I killed myself in this ORM

An ORM can be one of the best tools at the start of a project, and it can become a nightmare to maintain. We analyse the main problems that can be found in projects developed with this technology and how to solve them.

An ORM (Object Relational Mapping) is an abstraction of a relational data model (the database) with the objects of an application. There are multiple ORM implementations, all with their strengths and weaknesses, but before we move on to them, let’s take a look at a summary of the love-hate relationship between applications and relational databases over time.

Historically, an application communicated with a database using a proprietary interface. That is, the database had a database access library and one used it to insert, delete or select data using SQL, which had to be carefully written to improve performance and prevent memory problems. These tasks were performed by DBAs (Database Administrators) who had to have a deep knowledge of the SQL language.

Over time, different relational database vendors emerged, and with them the need to abstract from relational databases.

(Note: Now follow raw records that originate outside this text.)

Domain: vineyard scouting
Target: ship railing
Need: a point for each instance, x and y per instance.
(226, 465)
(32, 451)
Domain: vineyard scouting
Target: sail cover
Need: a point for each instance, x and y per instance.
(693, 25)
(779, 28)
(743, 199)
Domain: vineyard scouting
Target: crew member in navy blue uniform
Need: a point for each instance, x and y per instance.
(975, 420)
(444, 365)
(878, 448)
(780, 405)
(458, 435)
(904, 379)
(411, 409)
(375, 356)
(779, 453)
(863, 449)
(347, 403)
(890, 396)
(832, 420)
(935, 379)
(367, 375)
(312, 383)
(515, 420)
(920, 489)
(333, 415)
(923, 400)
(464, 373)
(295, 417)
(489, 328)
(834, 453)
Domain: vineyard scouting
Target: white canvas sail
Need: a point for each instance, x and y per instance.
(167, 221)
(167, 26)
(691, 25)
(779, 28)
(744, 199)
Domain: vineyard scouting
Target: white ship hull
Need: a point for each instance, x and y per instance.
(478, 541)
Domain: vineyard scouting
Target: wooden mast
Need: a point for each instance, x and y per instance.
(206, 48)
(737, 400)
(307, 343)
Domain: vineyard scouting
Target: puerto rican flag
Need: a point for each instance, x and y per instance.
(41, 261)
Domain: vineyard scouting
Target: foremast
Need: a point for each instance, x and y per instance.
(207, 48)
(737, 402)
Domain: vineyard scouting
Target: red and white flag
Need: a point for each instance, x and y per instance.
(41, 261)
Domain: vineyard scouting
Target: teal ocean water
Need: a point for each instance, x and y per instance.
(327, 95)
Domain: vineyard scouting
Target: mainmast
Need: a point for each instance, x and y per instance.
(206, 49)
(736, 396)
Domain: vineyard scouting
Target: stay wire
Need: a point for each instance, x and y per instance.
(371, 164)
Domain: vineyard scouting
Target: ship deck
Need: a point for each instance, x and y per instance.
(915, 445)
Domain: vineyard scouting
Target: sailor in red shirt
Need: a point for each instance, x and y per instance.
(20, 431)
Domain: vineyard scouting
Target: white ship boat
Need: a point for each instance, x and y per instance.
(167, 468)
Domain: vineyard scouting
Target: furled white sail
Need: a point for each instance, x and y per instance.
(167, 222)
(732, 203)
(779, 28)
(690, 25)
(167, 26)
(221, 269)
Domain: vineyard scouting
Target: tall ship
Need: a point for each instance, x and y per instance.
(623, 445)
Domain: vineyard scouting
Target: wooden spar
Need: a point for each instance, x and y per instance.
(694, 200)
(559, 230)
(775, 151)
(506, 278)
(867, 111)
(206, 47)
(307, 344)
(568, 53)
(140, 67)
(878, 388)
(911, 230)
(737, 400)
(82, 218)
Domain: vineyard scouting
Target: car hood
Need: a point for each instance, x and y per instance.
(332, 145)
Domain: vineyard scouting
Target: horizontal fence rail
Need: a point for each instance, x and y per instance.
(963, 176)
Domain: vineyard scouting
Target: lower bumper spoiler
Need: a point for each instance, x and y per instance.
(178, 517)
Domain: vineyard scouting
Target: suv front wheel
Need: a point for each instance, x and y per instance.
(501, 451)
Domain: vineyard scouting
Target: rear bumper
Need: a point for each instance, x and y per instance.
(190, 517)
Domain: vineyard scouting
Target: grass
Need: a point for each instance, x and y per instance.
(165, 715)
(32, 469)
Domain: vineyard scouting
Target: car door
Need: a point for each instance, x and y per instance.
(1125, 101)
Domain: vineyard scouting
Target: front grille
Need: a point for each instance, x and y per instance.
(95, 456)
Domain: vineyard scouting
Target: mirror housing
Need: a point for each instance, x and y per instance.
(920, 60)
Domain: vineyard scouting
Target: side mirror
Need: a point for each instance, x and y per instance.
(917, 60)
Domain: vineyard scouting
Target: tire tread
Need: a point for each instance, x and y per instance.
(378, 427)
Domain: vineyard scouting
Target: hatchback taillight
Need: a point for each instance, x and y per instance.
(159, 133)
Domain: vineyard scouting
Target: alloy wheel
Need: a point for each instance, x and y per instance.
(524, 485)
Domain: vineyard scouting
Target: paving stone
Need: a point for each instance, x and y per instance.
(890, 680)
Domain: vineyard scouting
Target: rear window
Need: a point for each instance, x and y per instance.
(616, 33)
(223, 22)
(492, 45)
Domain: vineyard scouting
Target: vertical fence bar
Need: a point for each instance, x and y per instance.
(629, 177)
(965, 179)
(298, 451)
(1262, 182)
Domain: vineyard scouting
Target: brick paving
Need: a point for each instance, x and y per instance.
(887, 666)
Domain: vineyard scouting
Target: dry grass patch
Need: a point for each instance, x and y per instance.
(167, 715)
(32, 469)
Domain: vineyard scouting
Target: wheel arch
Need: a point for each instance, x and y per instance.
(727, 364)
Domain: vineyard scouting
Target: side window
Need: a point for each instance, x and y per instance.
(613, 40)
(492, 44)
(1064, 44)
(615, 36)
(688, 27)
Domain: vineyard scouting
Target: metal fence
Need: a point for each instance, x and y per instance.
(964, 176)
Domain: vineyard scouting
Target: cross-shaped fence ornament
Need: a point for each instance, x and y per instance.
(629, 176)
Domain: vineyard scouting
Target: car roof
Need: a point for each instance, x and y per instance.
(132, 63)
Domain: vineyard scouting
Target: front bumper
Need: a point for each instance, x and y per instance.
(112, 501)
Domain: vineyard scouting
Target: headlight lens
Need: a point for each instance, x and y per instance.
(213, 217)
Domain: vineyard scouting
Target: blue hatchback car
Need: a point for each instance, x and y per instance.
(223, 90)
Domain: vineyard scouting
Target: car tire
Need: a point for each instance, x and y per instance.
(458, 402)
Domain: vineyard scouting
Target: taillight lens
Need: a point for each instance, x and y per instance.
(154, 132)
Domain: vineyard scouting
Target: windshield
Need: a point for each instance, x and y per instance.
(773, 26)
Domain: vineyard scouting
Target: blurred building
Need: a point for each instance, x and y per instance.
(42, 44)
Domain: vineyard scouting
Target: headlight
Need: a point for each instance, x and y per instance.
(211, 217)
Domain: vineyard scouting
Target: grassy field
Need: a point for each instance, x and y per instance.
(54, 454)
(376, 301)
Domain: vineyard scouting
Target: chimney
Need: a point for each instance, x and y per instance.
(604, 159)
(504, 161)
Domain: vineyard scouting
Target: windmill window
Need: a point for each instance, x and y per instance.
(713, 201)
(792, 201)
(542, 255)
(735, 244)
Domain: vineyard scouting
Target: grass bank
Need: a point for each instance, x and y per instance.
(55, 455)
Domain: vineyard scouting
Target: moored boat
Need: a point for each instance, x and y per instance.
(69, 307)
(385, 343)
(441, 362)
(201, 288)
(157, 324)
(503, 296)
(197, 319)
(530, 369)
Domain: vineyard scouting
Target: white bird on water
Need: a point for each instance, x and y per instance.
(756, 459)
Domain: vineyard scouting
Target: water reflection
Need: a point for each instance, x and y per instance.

The idea was that, if the database provider was changed, the entire data access of the application would not have to be changed. This need was met with ODBC (Open Database Connectivity) and later with JDBC (Java Database Connectivity). Developers still needed DBAs to write SQL code that would take advantage of database functionality without compromising performance.

Later on, we developers started to decide about the database by ourselves (we seem to be too smart), and the first ORMs started to appear, which directly mapped rows of the database tables into objects inside the applications.

These first ORMs (for example, apache Torque, which against all odds still exists) were based on the generation of code from the database schema, and this code was re-generated with each modification to the database. Similarly, ORMs started to dynamically generate queries to the database, translating source language code into SQL.

DBAs were starting to fall into disuse, as ORMs seemed to be doing their job of optimizing database operations. Their functions ended up being delegated to defining the data model, indexes, views, and the whole DDL (Data Definition Language) aspect, so that the ORMs found themselves “part of the job done” to execute DML (Data Manipulation Language).

And today, we have ORMs with which we define the entire database in code (Hibernate), including entities, relationships, indexes and even views, and from this definition we can generate the entire database. With this, the DBA work became an “a posteriori” analysis of what was happening in an application. Mostly, DBAs are the last line of defense against an application that gives bad performance in data access. The most common phrase of a DBA is “WTF!” when looking at the queries executed from an application.

Further on, we have continued to abstract from the database, adding JPA (Java Persistence API), an abstraction of which Hibernate is an implementation.

Shortly after, Spring-Data, which is an abstraction about data access.

You can’t talk about ORMs without talking a little more about DBAs. These profiles knew SQL. And they knew it as well as a programmer knows Java or PHP.

Nowadays, it is hard to think of an excellent Java programmer who makes excellent servers with Ruby on Rails or excellent frontends in Angular. And that is because we are specializing in each vertical of knowledge. And the SQL knowledge vertical has been “assimilated” into the application programming language, or so we think.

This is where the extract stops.